The report analyzes all of Trump’s condos in Manhattan—which have historically been marketed as luxury properties—considering factors like the number of year-on-year sales the buildings have seen, as well as their locations and the performance of neighboring luxury properties.

The Trump Palace at 200 east 69th street fared the worst, with the lowest comparable prices when stacked up against the Manhattan condo average, coming in with an 8% dip over the last decade.

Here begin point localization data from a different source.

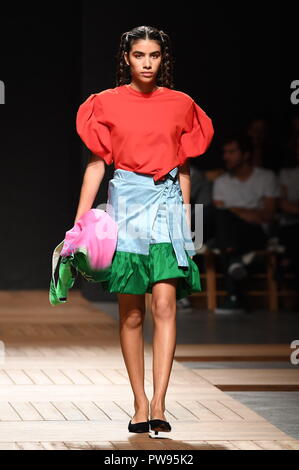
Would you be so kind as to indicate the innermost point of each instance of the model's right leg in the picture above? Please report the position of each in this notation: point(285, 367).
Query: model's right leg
point(131, 318)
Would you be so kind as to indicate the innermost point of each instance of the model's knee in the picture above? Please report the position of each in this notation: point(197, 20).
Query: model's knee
point(163, 309)
point(132, 319)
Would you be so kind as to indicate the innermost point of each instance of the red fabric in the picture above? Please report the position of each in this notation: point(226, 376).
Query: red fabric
point(147, 133)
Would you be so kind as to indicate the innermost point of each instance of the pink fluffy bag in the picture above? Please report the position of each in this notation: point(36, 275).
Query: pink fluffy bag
point(94, 234)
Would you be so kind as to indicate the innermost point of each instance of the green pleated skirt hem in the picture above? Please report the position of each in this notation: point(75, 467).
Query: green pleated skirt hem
point(134, 273)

Next, the iconic Trump Tower at 721 fifth ave—notorious for its major secret service presence as the president’s pied-à-terre—performed second-worst, seeing a 10% swan-dive over the past several years.

Fake News

While Donald Trump continues to label the properties bearing his name as luxury, the numbers don’t back it up. In the Manhattan premium market, Trump condos—which are often 25 years-old—simply no longer fall into that category.

Better days (1985).
Better days (1985).
Image: AP Photo/Marty Lederhandler

Real estate sharks have questioned whether the Trump presidency would affect his brand in either a good or a bad way. And CityRealty does note that the downward trend could simply be due to the relatively advanced ages of Trump buildings—along with the hyper-competitive luxury market, which is filled with pricey towers like 432 Park Avenue and the One57 building.

That said, the individual analysis does reveal a significantly lower prices in Trump-branded buildings: For instance, the Trump International Hotel and Tower—which is rated by City Realty as one of the Trump portfolio’s more valuable properties—has a PPSF just shy of $3,000, but its neighbor, 15 Central Park West, boasts a PPSF of $7,000.

Gabby Warshawer, CityRealty’s Director of Research and Communications, agreed that while Trump’s reputation does appear to have affected prices, luxury real estate as a whole saw a 5% dip in 2017 compared to 2016,  although “Trump-branded condo prices dipped more, though, and were down 8%” she writes.

And when it comes to competition from new builds, Warshawer notes that they tend to have a “have a different luxury aesthetic than Trump-branded condos,” and are selling for higher. “Trump buildings are not going to get any newer” she adds.

Trump’s global hotel brand has had a similarly difficult time: Since the Trump presidency began, three of them have been stripped of the Trump name. Meanwhile, Trump Organization is attempting to launch two budget-friendly hotel chains with the Scion and American Idea.

Could Trump’s real estate magnate days be over? Perhaps, although the New York Times reports that the Trump Organization is claiming Trump-branded buildings do, in fact, “beat the pants off the prices” (paywall).